このようにバルーンと分離された触媒スラリー塗工済のハニカム担体は、静置または加熱装置にて25〜100℃で乾燥した後、400〜600℃にて0.5〜3時間焼成して触媒成分が担持される。
<実施態様2>
本発明の別の実施形態では、上記の実施態様1とハニカム担体の把持、触媒スラリーの供給、エアーブロー、乾燥・焼成は同様であるが、弾性把持具には空気流通口とそれに連通する周状の溝が設けられている点で実施態様1と異なる。以下、図4をもって詳述する。
図4(a−2)は、バルーン2内側に設けられた空気流通口4からバルーン2内部の空気を導入することでハニカム担体1が弾性把持具3によってウオッシュコート装置に装着されている状態を示しており、図4(c−2)は触媒スラリーが供給されたハニカム担体1にエアーブローが加えられ、ハニカム1の外皮から触媒スラリーが浸み出した状態である。
外皮から触媒スラリーが浸み出した状態のハニカム1を把持したバルーン2に対して、バルーン2内側に設けられた空気流通口4からバルーン2内部の空気を吸引し、バルーン2とハニカム担体1の外皮との固着を解消した状態を表したのが図4(d−2)である。図4(d−2:A−A断面図)は、バルーン2とハニカム担体1の外皮との固着が解消されている状態を表している。

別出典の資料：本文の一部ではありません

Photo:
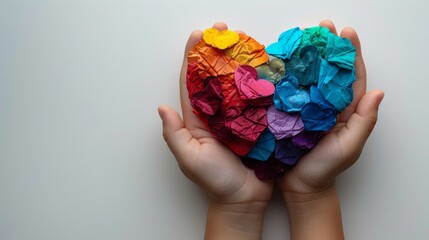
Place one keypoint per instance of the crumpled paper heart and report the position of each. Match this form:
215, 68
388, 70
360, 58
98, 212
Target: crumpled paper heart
270, 105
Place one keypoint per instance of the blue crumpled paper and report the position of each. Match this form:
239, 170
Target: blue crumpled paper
288, 96
264, 146
306, 66
335, 85
287, 43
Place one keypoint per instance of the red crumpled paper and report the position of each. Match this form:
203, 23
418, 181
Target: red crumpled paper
236, 115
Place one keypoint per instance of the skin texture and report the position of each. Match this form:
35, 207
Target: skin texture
238, 199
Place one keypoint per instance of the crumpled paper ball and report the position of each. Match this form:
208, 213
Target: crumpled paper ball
270, 105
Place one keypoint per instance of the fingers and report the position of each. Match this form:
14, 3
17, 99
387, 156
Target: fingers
360, 125
330, 25
174, 132
359, 86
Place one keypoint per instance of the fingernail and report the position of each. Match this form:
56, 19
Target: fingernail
160, 113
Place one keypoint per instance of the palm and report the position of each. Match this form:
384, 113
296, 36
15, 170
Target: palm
337, 150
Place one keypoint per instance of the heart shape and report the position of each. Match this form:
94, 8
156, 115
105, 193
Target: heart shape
270, 105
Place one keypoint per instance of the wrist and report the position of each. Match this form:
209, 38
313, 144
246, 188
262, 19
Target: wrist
235, 221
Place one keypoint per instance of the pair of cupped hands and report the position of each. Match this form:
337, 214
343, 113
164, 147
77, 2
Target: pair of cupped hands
220, 172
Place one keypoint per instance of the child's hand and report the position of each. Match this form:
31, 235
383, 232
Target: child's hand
341, 147
238, 198
309, 188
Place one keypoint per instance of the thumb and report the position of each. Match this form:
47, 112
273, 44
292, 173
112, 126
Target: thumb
173, 132
362, 122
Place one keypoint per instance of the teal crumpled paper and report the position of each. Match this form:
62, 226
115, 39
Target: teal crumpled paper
288, 96
306, 66
286, 45
335, 85
264, 146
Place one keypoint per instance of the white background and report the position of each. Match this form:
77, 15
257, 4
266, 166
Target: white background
81, 152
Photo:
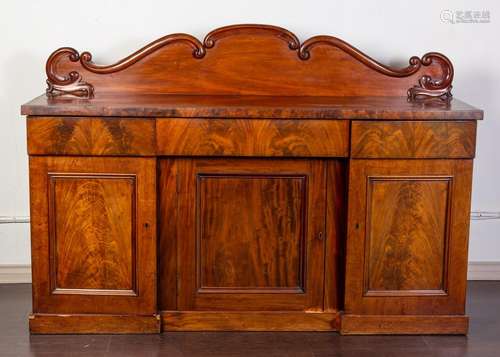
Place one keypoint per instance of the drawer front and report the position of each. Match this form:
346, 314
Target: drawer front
419, 139
90, 136
253, 137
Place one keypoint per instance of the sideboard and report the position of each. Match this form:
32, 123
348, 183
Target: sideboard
249, 182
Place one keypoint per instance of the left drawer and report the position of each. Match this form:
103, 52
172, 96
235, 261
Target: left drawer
91, 136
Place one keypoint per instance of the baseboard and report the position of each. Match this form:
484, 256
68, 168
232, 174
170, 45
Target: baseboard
17, 273
484, 271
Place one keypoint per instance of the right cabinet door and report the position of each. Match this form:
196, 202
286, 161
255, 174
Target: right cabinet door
407, 240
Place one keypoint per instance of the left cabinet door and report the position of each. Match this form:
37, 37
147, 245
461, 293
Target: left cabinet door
93, 224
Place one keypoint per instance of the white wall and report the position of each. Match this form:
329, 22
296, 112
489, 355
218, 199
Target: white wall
390, 31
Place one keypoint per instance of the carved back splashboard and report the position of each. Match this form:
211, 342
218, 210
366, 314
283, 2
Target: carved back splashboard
247, 60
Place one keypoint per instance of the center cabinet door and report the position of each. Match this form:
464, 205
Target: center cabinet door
248, 234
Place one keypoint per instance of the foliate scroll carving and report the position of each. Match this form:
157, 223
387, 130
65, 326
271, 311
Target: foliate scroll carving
287, 36
429, 87
70, 83
429, 84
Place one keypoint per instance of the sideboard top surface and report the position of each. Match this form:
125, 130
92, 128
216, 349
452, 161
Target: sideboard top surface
220, 106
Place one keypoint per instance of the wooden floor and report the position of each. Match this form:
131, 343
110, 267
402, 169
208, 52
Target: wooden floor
483, 340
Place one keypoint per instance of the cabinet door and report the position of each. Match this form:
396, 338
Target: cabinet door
249, 233
407, 236
93, 235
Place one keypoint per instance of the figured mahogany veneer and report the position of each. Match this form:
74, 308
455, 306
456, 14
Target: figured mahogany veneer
249, 182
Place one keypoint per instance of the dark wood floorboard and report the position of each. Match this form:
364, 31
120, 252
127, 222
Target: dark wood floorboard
483, 340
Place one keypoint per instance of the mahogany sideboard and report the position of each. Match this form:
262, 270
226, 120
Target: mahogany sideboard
249, 182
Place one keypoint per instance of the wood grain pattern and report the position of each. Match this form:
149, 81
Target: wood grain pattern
407, 235
225, 137
259, 107
75, 266
90, 136
190, 297
398, 139
93, 324
251, 233
93, 243
420, 221
404, 324
249, 321
248, 60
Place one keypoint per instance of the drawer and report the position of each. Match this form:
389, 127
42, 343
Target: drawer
413, 139
90, 136
253, 137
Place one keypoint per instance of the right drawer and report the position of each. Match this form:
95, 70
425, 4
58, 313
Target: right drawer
413, 139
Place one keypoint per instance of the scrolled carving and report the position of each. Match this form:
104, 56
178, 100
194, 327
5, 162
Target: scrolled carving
429, 87
73, 84
193, 42
212, 37
307, 46
70, 83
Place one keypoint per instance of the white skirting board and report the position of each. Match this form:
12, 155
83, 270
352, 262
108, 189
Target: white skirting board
15, 273
12, 274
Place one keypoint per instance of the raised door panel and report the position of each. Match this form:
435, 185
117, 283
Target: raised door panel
248, 234
251, 231
407, 236
93, 230
93, 245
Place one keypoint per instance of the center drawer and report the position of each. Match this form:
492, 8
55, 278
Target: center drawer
252, 137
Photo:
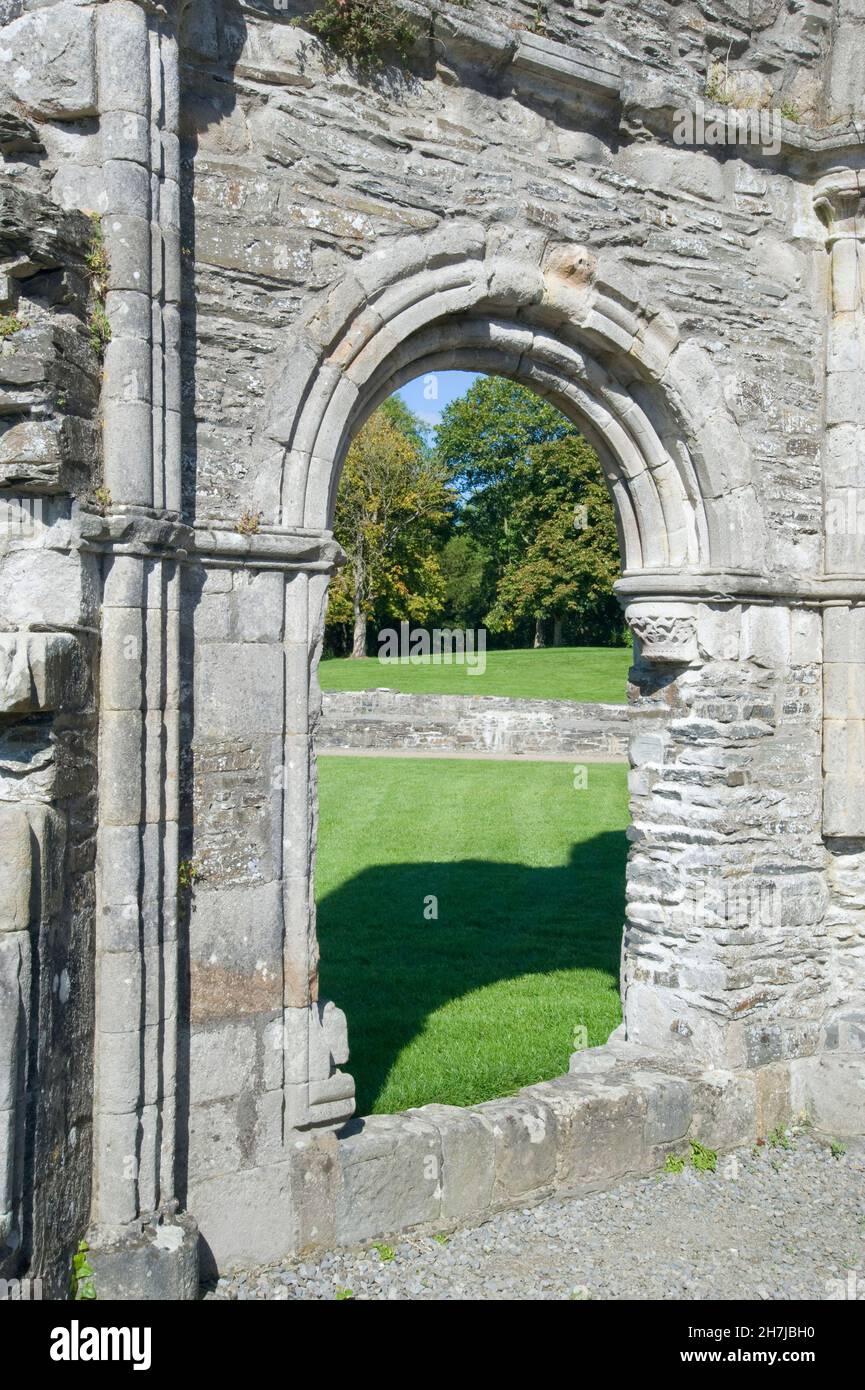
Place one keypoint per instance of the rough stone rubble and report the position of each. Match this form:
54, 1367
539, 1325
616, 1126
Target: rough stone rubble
284, 245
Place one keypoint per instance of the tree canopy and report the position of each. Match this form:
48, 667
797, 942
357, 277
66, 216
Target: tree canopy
501, 520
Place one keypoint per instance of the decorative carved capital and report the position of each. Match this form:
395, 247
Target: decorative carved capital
666, 631
839, 200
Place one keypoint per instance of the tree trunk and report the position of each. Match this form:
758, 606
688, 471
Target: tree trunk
359, 640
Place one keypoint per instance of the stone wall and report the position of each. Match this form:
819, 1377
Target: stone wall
288, 241
385, 719
49, 662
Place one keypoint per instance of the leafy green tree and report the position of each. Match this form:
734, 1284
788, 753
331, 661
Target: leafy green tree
391, 508
569, 555
527, 481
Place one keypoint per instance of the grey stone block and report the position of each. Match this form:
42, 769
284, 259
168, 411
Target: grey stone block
390, 1178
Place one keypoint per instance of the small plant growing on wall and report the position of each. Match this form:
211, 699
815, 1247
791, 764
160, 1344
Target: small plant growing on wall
188, 875
98, 270
10, 324
249, 523
81, 1282
362, 31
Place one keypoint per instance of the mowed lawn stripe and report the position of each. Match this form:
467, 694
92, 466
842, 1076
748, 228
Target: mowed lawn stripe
579, 673
527, 873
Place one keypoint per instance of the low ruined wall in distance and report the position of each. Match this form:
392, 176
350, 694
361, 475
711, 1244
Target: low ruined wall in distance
388, 720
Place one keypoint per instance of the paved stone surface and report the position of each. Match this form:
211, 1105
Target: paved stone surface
771, 1223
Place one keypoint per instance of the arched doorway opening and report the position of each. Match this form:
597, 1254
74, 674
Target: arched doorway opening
472, 780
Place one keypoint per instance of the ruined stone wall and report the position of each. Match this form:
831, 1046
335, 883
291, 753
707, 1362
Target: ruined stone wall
50, 364
483, 724
287, 242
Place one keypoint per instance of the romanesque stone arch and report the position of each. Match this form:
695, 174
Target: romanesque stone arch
277, 259
573, 330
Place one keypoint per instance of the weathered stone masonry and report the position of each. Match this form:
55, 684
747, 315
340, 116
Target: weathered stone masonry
287, 245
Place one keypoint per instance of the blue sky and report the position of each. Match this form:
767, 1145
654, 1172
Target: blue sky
427, 396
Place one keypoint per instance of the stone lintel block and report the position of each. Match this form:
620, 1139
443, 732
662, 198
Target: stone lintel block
773, 1104
127, 370
245, 1218
257, 602
239, 690
846, 1032
390, 1178
844, 634
125, 135
235, 952
123, 59
241, 1132
601, 1126
130, 1073
127, 451
526, 1141
314, 1168
157, 1261
725, 1109
467, 1161
830, 1090
41, 672
223, 1061
843, 806
116, 1182
50, 61
15, 856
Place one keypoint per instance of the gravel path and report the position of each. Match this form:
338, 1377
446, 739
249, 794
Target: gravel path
772, 1223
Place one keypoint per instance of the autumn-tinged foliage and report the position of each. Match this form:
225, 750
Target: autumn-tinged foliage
505, 521
536, 503
392, 503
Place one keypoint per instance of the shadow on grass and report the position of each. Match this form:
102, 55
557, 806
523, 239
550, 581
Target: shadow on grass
390, 968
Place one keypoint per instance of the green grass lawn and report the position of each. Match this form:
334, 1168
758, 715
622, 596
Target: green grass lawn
529, 875
584, 673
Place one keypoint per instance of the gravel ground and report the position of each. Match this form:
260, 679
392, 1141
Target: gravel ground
772, 1223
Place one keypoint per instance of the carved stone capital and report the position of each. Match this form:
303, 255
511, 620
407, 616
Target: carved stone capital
839, 200
666, 631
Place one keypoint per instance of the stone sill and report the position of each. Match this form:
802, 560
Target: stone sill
616, 1116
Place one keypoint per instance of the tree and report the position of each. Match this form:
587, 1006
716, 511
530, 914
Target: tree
469, 581
570, 553
391, 506
524, 473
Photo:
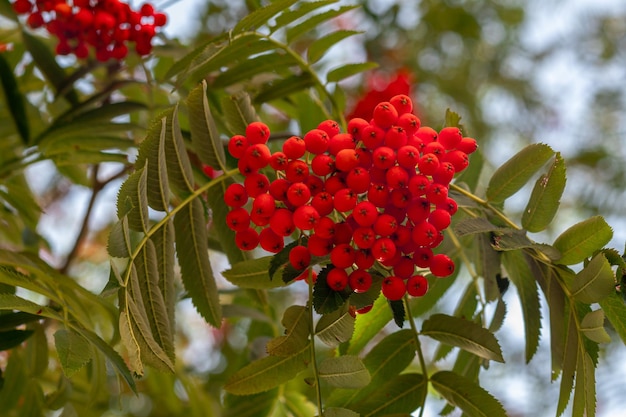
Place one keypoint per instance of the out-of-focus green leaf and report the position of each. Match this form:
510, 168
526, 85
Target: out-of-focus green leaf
348, 70
321, 45
296, 322
267, 373
521, 275
260, 16
582, 239
193, 257
73, 349
238, 112
335, 328
313, 22
594, 282
592, 326
14, 100
464, 334
545, 198
344, 372
466, 395
517, 171
252, 274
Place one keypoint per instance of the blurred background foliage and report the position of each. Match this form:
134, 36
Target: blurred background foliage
516, 71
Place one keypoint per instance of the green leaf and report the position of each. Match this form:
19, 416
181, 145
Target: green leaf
218, 226
44, 59
132, 201
238, 112
521, 275
335, 328
73, 349
267, 373
615, 311
252, 274
325, 299
344, 372
152, 152
592, 326
546, 197
146, 264
594, 282
402, 394
314, 22
296, 322
193, 257
466, 395
261, 16
318, 48
14, 100
12, 338
204, 135
464, 334
582, 239
517, 171
348, 70
284, 87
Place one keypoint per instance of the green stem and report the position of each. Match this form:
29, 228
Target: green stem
418, 347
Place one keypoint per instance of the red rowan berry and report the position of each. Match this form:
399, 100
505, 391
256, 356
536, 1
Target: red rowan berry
417, 286
271, 241
299, 257
331, 127
383, 249
346, 159
360, 280
235, 195
256, 184
323, 203
441, 265
294, 147
257, 132
385, 115
305, 217
238, 219
316, 141
247, 239
322, 164
402, 103
278, 161
393, 288
337, 279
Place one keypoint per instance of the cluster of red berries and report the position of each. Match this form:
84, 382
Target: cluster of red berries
377, 193
106, 26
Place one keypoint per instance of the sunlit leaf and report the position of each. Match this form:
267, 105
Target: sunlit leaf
517, 171
267, 373
296, 322
344, 372
238, 112
335, 328
348, 70
520, 273
318, 48
594, 282
14, 100
582, 239
260, 16
73, 349
252, 274
464, 334
466, 395
545, 198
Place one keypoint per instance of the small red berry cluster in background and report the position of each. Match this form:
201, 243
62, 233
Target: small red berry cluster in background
377, 193
106, 26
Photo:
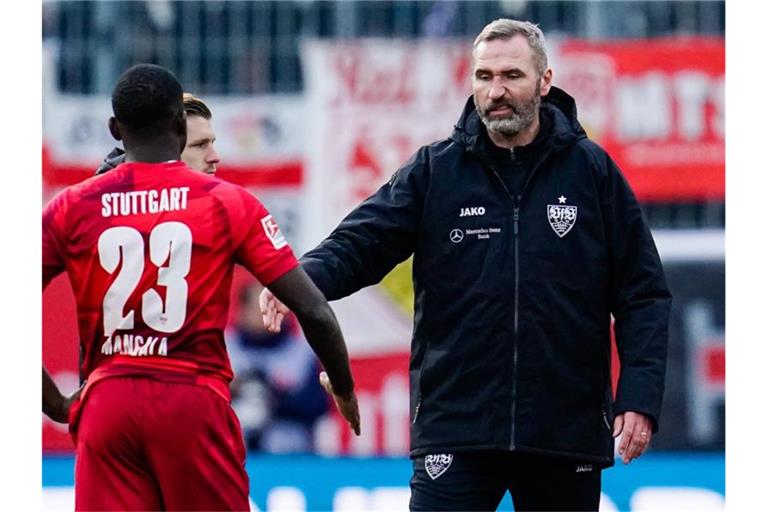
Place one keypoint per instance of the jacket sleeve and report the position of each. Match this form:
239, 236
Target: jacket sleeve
640, 298
377, 235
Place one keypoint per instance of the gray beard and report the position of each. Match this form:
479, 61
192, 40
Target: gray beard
521, 118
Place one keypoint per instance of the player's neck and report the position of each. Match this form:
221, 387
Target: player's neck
151, 154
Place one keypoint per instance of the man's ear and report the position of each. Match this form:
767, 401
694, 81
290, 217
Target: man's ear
114, 129
546, 82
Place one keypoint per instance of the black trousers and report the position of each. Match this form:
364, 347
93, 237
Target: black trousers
478, 481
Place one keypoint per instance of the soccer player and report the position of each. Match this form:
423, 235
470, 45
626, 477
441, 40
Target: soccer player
199, 152
149, 249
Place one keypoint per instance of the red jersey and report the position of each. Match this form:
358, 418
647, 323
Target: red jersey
150, 251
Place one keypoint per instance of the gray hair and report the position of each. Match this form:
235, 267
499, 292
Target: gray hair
505, 28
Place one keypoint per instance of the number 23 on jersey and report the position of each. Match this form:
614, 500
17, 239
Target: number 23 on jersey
170, 249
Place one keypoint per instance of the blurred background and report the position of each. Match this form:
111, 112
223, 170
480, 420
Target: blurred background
315, 104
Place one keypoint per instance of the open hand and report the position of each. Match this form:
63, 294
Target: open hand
347, 406
635, 429
272, 311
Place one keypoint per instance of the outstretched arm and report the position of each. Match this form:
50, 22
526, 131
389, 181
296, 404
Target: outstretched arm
56, 405
322, 331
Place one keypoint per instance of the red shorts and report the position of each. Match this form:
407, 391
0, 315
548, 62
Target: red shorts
143, 444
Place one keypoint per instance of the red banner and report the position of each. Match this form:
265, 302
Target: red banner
657, 107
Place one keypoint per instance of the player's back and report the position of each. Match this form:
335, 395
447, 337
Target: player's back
150, 250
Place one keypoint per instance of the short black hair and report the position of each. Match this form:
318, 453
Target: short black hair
146, 94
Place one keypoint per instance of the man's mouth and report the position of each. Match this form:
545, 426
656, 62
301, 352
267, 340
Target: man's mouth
500, 110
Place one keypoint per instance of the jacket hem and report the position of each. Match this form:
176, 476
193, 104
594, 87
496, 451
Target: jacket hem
602, 461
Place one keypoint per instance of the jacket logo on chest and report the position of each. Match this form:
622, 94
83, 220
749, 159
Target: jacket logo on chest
437, 464
472, 211
562, 216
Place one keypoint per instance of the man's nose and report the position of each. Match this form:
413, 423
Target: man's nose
212, 157
497, 90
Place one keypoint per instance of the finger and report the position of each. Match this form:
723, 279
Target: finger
356, 422
640, 440
636, 446
618, 425
626, 437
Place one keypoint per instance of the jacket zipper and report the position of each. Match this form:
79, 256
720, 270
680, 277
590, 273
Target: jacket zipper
516, 204
515, 231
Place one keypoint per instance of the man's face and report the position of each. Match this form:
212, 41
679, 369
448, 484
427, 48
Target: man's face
506, 86
199, 152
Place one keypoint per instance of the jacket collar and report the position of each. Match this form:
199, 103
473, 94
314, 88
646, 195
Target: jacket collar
564, 127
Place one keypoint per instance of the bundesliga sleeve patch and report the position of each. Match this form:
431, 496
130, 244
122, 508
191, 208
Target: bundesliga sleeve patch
272, 231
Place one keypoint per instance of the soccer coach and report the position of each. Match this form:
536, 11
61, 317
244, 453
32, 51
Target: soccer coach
526, 240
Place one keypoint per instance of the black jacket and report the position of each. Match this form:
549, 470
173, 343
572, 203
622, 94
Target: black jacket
520, 258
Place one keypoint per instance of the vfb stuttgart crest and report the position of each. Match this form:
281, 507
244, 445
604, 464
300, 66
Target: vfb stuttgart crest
561, 217
437, 464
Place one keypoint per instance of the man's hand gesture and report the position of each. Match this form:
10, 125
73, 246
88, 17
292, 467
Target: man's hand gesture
347, 405
272, 311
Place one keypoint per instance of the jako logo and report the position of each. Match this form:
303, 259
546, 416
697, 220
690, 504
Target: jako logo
472, 211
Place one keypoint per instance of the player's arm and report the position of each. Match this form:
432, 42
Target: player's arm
298, 292
640, 304
377, 235
55, 404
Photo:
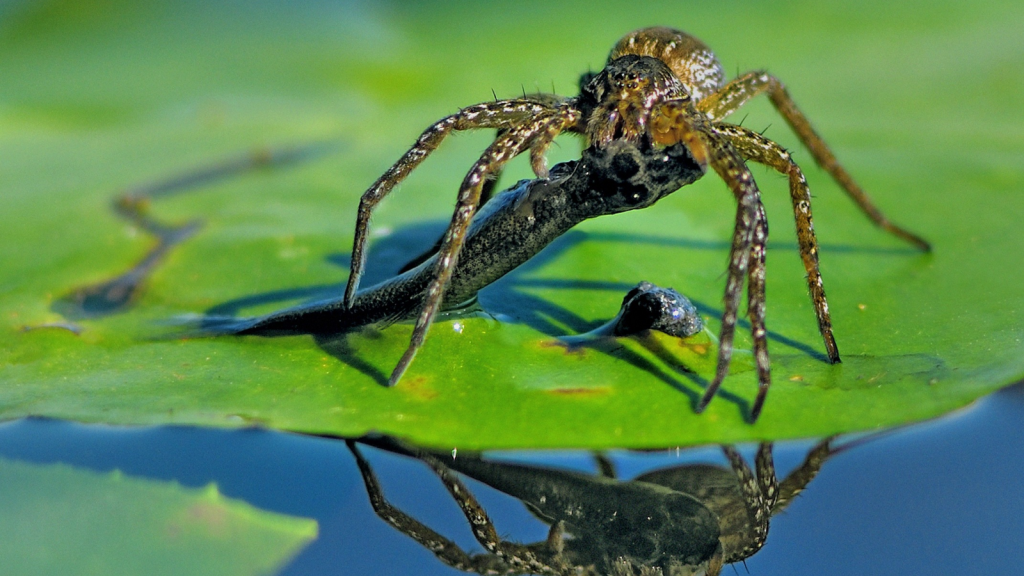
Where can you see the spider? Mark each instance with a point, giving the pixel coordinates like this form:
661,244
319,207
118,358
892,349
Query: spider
683,520
659,86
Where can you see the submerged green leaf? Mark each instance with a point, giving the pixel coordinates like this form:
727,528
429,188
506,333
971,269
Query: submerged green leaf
56,519
919,101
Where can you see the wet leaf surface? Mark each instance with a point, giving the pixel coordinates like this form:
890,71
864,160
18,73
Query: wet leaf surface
57,519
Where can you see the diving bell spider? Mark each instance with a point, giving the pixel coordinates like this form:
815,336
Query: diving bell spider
660,86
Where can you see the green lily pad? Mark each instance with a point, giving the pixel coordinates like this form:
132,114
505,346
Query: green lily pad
921,103
56,519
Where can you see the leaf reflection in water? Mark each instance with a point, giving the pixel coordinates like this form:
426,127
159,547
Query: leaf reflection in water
686,520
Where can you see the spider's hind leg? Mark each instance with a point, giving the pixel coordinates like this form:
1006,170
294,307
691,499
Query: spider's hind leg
734,94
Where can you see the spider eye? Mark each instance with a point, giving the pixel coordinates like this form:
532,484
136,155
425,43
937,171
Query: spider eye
586,79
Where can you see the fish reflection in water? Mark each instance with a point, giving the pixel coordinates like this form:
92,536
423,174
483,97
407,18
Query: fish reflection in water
687,520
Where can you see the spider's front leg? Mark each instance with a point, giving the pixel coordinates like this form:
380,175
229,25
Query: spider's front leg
502,115
758,509
763,151
676,121
505,148
445,550
518,558
729,97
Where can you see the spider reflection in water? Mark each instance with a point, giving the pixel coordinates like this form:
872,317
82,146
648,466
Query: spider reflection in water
687,520
662,87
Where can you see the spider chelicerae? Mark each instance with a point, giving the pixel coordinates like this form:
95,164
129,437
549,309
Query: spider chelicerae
660,86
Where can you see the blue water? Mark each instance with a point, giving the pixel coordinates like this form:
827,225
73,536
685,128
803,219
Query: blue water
943,497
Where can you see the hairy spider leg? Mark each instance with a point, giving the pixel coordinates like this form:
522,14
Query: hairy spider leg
756,310
501,115
757,509
764,464
738,91
763,151
729,165
521,559
677,121
494,158
446,550
800,478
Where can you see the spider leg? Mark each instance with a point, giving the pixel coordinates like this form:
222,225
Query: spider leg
501,115
756,310
757,508
759,149
730,166
764,462
676,121
445,550
518,558
800,478
497,155
728,98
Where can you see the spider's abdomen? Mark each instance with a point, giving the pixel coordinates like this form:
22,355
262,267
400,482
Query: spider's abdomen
691,62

この態様では、バルーン内部の空気の導入・吸引用の空気流通口が一ケ所であるが、バルーン内側に空気流通口に連設されバルーン内側に周状に開口した溝を有している。空気の吸引時に図4(d−2)とA−A断面図)のように、バルーン2内側が空気流通口4に吸引された状態になったとしても周状の溝5を介して、バルーン2内側から均等に空気を吸引することができる。また、仮にバルーン2内側が空気流通口4に吸着した状態になったとしても、吸着に至るまでに周状に設けられた溝5を介してバルーン2内側の空気が均等にバルーン吸引できるので、充分なバルーン2の収縮量が得られる。なお、図4では空気流通口4は1か所だけであるが、実施態様1と同様、複数の空気流通口を設けても良い事は言うまでもない。
<参考態様1>
空気流通口が一つのバルーンを用いた他、上記の実施態様1におけるハニカム担体の把持、触媒スラリーの供給、エアーブロー、乾燥・焼成は同様である。以下、図5をもって詳述する。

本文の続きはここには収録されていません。